In my day-to-day work, I treat LLMs less like autonomous experts and more like ultra-efficient research assistants. They can accomplish in hours what once might have taken a research assistant several days: exploring a methodology, drafting code, generating a preliminary chart, rephrasing an interpretation, or automating parts of a report.
However, this speed comes with a critical caveat: human oversight and validation remain non-negotiable.
The danger of AI “hallucinations” is not hypothetical. A recent case underscored this vividly: according to the Financial Times, EY Canada pulled a study promoting its cybersecurity services after it was found to include fabricated data, misattributed citations, and even a reference to a McKinsey report that never existed.
This is precisely why I find the study by Winberg et al. so relevant. It doesn’t merely ask whether ChatGPT can write code—it raises a far more important question: under what circumstances can we trust code generated by AI?
For me, the answer is straightforward. We can use LLMs to move faster—but never to offload the researcher’s responsibility. The analyst must still verify assumptions, validate datasets, test code rigorously, benchmark results, and ensure interpretations are sound.
In short, AI is fundamentally changing how we work—but it doesn’t eliminate the need for deep expertise. If anything, it makes expertise more crucial. The more powerful the tool, the more essential it is to know when to trust it and when to question it.
Looking ahead, AI adoption will continue reshaping our workflows. Some processes will become leaner, others will fade, and entirely new, more sophisticated approaches will emerge. To stay competitive, we must keep learning, remain adaptable, and be willing to embed these tools thoughtfully into our professional routines.
At the same time, AI is transforming how knowledge is created and shared. Because these tools dramatically increase productivity, a paper that once demanded a month to write might now be completed in a week. This has clear benefits: it lowers barriers to publishing, enables more people to contribute ideas, and speeds up the dissemination of knowledge.
But it also introduces a new challenge. If everyone can produce content faster, the digital landscape will become even more saturated. Individual articles may struggle for visibility. Some writers may feel disheartened—especially if their thoughtful work goes unnoticed despite the effort invested.

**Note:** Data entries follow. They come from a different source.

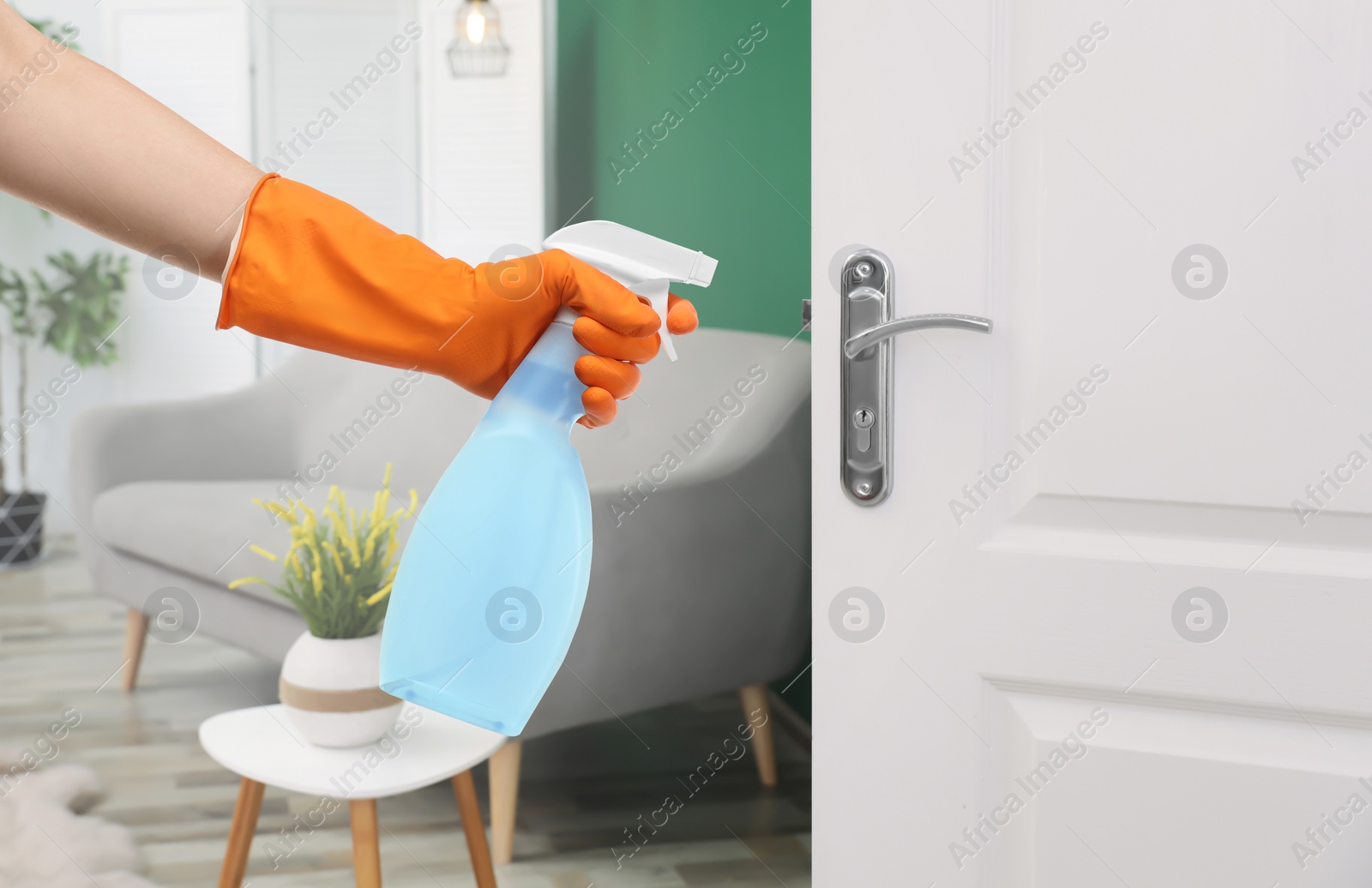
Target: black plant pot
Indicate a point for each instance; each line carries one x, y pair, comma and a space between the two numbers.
21, 526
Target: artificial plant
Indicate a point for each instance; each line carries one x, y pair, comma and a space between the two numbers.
75, 313
340, 565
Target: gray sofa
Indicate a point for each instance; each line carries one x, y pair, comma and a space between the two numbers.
699, 581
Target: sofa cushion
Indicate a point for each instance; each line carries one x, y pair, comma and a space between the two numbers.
713, 411
205, 528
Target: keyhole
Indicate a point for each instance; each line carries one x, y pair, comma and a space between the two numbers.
864, 420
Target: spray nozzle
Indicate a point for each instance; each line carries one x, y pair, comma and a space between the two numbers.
644, 263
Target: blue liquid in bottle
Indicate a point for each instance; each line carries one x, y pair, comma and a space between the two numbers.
494, 574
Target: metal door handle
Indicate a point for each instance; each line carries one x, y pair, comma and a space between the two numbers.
914, 322
868, 291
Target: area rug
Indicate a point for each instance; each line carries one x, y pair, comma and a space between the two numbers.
47, 840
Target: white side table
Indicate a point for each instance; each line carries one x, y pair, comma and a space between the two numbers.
260, 746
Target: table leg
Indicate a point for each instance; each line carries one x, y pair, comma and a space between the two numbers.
367, 850
240, 833
471, 812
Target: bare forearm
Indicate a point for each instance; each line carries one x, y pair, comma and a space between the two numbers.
86, 144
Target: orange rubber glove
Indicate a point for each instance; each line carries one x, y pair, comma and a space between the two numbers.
315, 272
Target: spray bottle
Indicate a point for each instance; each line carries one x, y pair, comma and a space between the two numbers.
493, 580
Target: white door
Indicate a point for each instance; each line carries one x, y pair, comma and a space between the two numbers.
1139, 650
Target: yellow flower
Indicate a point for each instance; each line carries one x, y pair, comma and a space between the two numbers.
338, 562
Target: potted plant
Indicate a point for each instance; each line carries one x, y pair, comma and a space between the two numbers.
338, 574
75, 313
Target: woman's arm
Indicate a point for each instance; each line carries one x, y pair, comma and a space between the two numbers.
86, 144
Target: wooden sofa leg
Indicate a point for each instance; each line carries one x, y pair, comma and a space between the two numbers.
135, 632
504, 766
758, 711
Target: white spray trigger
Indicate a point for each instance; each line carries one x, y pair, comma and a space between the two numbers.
656, 292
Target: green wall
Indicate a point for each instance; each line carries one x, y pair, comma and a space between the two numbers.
731, 176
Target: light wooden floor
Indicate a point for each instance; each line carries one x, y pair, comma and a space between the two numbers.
59, 645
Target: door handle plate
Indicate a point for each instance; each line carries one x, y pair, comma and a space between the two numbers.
868, 288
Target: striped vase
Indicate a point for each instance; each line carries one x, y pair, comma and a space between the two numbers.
331, 691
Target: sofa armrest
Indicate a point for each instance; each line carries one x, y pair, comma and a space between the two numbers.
240, 435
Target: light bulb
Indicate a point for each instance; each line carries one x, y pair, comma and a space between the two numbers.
477, 27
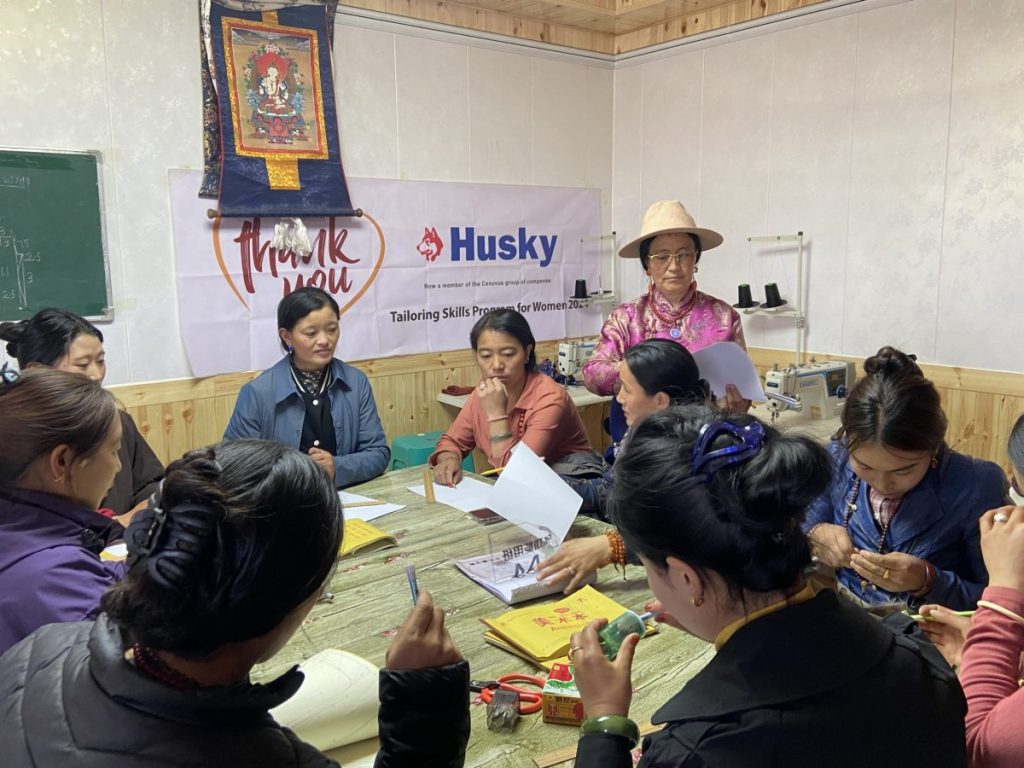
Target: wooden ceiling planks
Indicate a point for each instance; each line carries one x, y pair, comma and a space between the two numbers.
601, 26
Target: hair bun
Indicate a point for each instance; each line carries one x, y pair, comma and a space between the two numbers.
11, 333
890, 361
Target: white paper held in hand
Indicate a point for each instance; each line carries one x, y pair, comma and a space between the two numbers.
727, 363
531, 495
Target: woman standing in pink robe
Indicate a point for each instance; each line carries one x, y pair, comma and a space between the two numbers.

I believe this will give rise to a new kind of divide: between those who wield AI skillfully and those who don’t, but also between those churning out content for volume’s sake and those driven by genuine passion for their subject.
In the long term, I’m convinced the people who endure will be the intellectually curious—the ones who seek to learn, think deeply, and share insights with sincerity. AI may accelerate writing, but it will never replace curiosity, discipline, or the desire to contribute something meaningful.
References
Winberg, D., Tsai, E., Tang, T., Xuan, D., Marchi, N., & Shi, L. (2026). Can AI write your code? A case study of chatgpt’s statistical coding capabilities for quantitative research. Health Economics Review.